In this commentary, I will examine AT & S Austria Technologie & Systemtechnik Aktiengesellschaft's (VIE:ATS) latest earnings update (30 June 2019) and compare these figures against its performance over the past couple of years, as well as how the rest of the electronic industry performed. As an investor, I find it beneficial to assess ATS’s trend over the short-to-medium term in order to gauge whether or not the company is able to meet its goals, and ultimately sustainably grow over time.
Was ATS's weak performance lately a part of a long-term decline?
ATS's trailing twelve-month earnings (from 30 June 2019) of €61m has declined by -19% compared to the previous year.
Furthermore, this one-year growth rate has been lower than its average earnings growth rate over the past 5 years of 3.9%, indicating the rate at which ATS is growing has slowed down. What could be happening here? Let's examine what's transpiring with margins and whether the whole industry is experiencing the hit as well.

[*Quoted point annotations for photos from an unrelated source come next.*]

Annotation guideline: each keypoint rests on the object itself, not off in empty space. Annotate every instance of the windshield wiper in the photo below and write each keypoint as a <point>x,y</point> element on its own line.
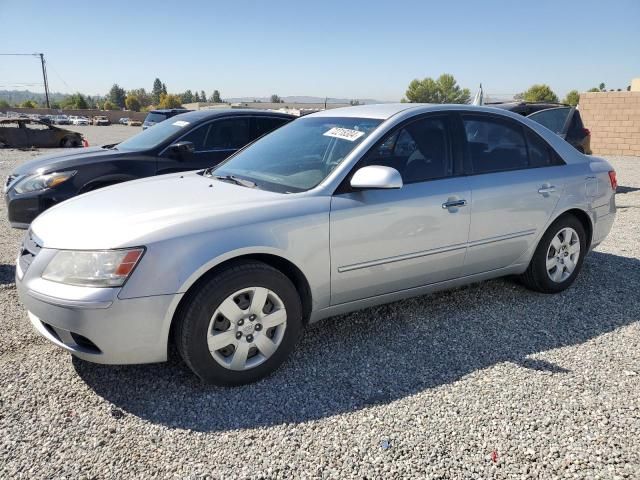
<point>237,180</point>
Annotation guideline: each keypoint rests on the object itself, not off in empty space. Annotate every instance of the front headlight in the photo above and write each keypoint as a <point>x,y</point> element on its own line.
<point>38,181</point>
<point>101,268</point>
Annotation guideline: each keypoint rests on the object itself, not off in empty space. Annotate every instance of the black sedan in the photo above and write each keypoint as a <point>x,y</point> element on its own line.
<point>190,141</point>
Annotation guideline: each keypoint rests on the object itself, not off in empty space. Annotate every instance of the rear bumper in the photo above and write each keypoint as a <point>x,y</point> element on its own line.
<point>103,328</point>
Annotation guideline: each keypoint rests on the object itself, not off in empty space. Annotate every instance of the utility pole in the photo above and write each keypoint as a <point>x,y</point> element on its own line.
<point>44,77</point>
<point>44,70</point>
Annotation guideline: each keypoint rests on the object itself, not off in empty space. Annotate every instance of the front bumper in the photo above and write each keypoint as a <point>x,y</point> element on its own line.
<point>93,323</point>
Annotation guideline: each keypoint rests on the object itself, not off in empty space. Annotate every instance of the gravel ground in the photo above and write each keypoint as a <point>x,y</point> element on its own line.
<point>488,381</point>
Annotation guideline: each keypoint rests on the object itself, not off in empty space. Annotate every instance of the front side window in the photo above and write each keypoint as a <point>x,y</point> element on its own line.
<point>299,155</point>
<point>420,151</point>
<point>228,134</point>
<point>553,118</point>
<point>495,144</point>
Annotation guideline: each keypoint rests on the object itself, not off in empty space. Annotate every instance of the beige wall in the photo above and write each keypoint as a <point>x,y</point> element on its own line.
<point>614,121</point>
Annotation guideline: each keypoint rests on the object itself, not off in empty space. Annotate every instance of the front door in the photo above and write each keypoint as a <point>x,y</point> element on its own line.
<point>384,241</point>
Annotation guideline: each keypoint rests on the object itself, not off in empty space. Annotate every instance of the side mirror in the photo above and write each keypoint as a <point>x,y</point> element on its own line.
<point>376,176</point>
<point>181,149</point>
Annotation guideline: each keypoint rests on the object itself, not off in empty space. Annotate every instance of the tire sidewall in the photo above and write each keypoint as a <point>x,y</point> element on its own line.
<point>541,253</point>
<point>204,304</point>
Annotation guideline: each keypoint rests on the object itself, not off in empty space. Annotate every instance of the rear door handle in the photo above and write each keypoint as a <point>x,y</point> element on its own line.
<point>546,189</point>
<point>454,204</point>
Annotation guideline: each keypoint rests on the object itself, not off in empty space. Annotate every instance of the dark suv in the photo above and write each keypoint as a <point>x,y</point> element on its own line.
<point>561,119</point>
<point>157,116</point>
<point>191,141</point>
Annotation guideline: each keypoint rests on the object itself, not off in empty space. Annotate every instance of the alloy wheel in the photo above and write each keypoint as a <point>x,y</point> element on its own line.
<point>247,328</point>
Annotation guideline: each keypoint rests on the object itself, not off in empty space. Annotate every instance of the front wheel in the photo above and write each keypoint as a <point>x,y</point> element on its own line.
<point>240,325</point>
<point>558,257</point>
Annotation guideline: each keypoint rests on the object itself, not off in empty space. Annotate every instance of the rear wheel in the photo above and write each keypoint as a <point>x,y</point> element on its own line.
<point>240,325</point>
<point>558,257</point>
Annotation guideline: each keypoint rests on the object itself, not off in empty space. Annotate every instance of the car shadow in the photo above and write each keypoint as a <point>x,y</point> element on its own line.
<point>7,274</point>
<point>383,354</point>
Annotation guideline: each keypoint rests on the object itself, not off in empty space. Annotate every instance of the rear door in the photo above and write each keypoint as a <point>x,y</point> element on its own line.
<point>555,119</point>
<point>516,181</point>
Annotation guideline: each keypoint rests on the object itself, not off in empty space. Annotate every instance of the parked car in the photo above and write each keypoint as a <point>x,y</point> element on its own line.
<point>26,133</point>
<point>61,120</point>
<point>191,141</point>
<point>336,211</point>
<point>101,120</point>
<point>564,120</point>
<point>80,120</point>
<point>157,116</point>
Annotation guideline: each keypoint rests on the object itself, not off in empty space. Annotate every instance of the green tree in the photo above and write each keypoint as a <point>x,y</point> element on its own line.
<point>187,97</point>
<point>132,103</point>
<point>169,101</point>
<point>117,95</point>
<point>540,93</point>
<point>444,89</point>
<point>156,91</point>
<point>572,98</point>
<point>143,97</point>
<point>77,101</point>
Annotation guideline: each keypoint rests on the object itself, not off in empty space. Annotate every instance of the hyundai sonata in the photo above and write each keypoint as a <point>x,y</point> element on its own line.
<point>335,211</point>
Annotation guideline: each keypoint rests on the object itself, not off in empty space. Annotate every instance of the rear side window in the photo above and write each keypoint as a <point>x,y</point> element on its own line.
<point>228,134</point>
<point>264,125</point>
<point>495,144</point>
<point>197,137</point>
<point>553,118</point>
<point>155,117</point>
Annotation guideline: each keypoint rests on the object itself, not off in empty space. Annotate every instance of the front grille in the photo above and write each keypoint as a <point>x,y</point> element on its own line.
<point>30,248</point>
<point>10,181</point>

In terms of returns from investment, AT & S Austria Technologie & Systemtechnik has fallen short of achieving a 20% return on equity (ROE), recording 8.8% instead. Furthermore, its return on assets (ROA) of 4.1% is below the AT Electronic industry of 6.3%, indicating AT & S Austria Technologie & Systemtechnik's are utilized less efficiently. However, its return on capital (ROC), which also accounts for AT & S Austria Technologie & Systemtechnik’s debt level, has increased over the past 3 years from 4.2% to 5.8%. This correlates with a decrease in debt holding, with debt-to-equity ratio declining from 98% to 98% over the past 5 years.
What does this mean?
AT & S Austria Technologie & Systemtechnik's track record can be a valuable insight into its earnings performance, but it certainly doesn't tell the whole story. Companies that are profitable, but have capricious earnings, can have many factors impacting its business. I recommend you continue to research AT & S Austria Technologie & Systemtechnik to get a better picture of the stock by looking at:
- Future Outlook: What are well-informed industry analysts predicting for ATS’s future growth? Take a look at our free research report of analyst consensus for ATS’s outlook.
- Financial Health: Are ATS’s operations financially sustainable? Balance sheets can be hard to analyze, which is why we’ve done it for you. Check out our financial health checks here.
- Other High-Performing Stocks: Are there other stocks that provide better prospects with proven track records? Explore our free list of these great stocks here.
NB: Figures in this article are calculated using data from the trailing twelve months from 30 June 2019. This may not be consistent with full year annual report figures.